A team of researchers out of the University of California, Berkeley, Stanford University, and the University of California, Davis, used a smartphone application to assess whether compassion training alters the feelings of anxiety, calm, fatigue, and alertness.
They also used the app to find out if the training might influence a participant’s desire to lessen, maintain, and enhance their feelings, or not influence their feelings at all.
Study participants attended the nine-week Compassion Cultivation Training course, and results of the study show a decrease in anxiety, an increase in calmness, and a willingness to accept their feelings instead of a desire to alter them.
Loving-kindness meditation employs a visualization technique to cultivate feelings of goodwill toward various people. Typically, you begin by offering wishes of goodwill toward yourself and then extend those wishes toward a loved one, a stranger, a difficult person, and, ultimately, all beings.
A 2013 study published in the Journal of Experimental Psychology examined how loving-kindness meditation may influence unconscious (or implicit) biases toward homeless or Black people. Researchers divided study participants into three groups.
The results indicate that loving-kindness meditation lessens bias against these stigmatized out-groups.

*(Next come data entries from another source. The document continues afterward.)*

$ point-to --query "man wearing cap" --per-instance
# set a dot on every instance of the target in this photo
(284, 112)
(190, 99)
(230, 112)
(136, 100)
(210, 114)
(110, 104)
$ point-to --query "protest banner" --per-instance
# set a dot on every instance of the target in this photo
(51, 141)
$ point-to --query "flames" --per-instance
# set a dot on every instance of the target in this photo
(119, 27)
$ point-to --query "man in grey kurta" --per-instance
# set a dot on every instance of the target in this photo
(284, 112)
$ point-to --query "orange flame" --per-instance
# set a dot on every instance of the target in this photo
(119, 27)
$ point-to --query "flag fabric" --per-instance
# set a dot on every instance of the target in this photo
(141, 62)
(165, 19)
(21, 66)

A 2011 study out of Harvard and Northeastern University looked at whether synchronized tapping of the hands might cultivate altruism and compassion. Researchers divided study participants into two groups, and they were told that they were involved in a study that looked at how rhythmic abilities affected decision-making. In reality, the participants were involved in a study about compassion.

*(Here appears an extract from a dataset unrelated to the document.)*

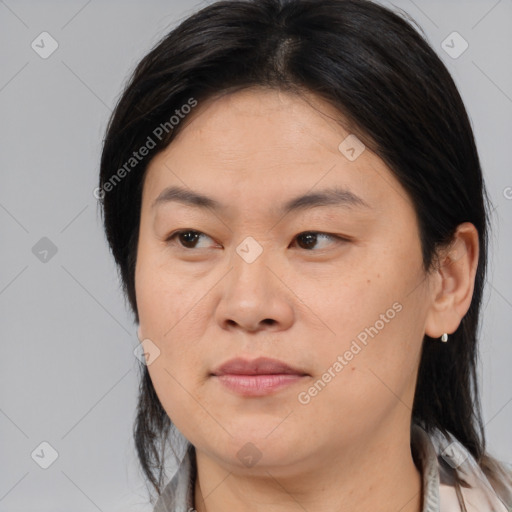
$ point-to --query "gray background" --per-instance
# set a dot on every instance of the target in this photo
(68, 375)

One by one, participants were led into a room, given headphones, and instructed to tap along to a certain beat for three minutes. While they were tapping with their fingers on the table, they faced an individual who was also tapping. The individuals across from them were on the research team, but the participants thought that the other was also enrolled in the study.
Half of the participants tapped at the same time as the person across the table from them, and half tapped to a different rhythm than the other. Researchers then assessed whether the participants felt similar to the other person who tapped with them. They also monitored whether the participants would offer compassion to that person and perform an altruistic act for that person.
The research showed that those who experienced synchronized tapping felt that their tablemates were similar to them. They were also more likely to offer compassion and altruism toward their tablemate than those who did not tap along to the same beat.
Acting kindly toward others is a good thing to do. It is a wonderful benefit that being compassionate also means good things for yourself.
*Editor’s Note: The information in this article is intended for your educational use only; does not necessarily reflect the opinions of the Chopra Center's Mind-Body Medical Group; and is not a substitute for professional medical advice, diagnosis, or treatment. Always seek the advice of your physician or other qualified health providers with any questions you may have regarding a medical condition and before undertaking any diet, supplement, fitness, or other health program.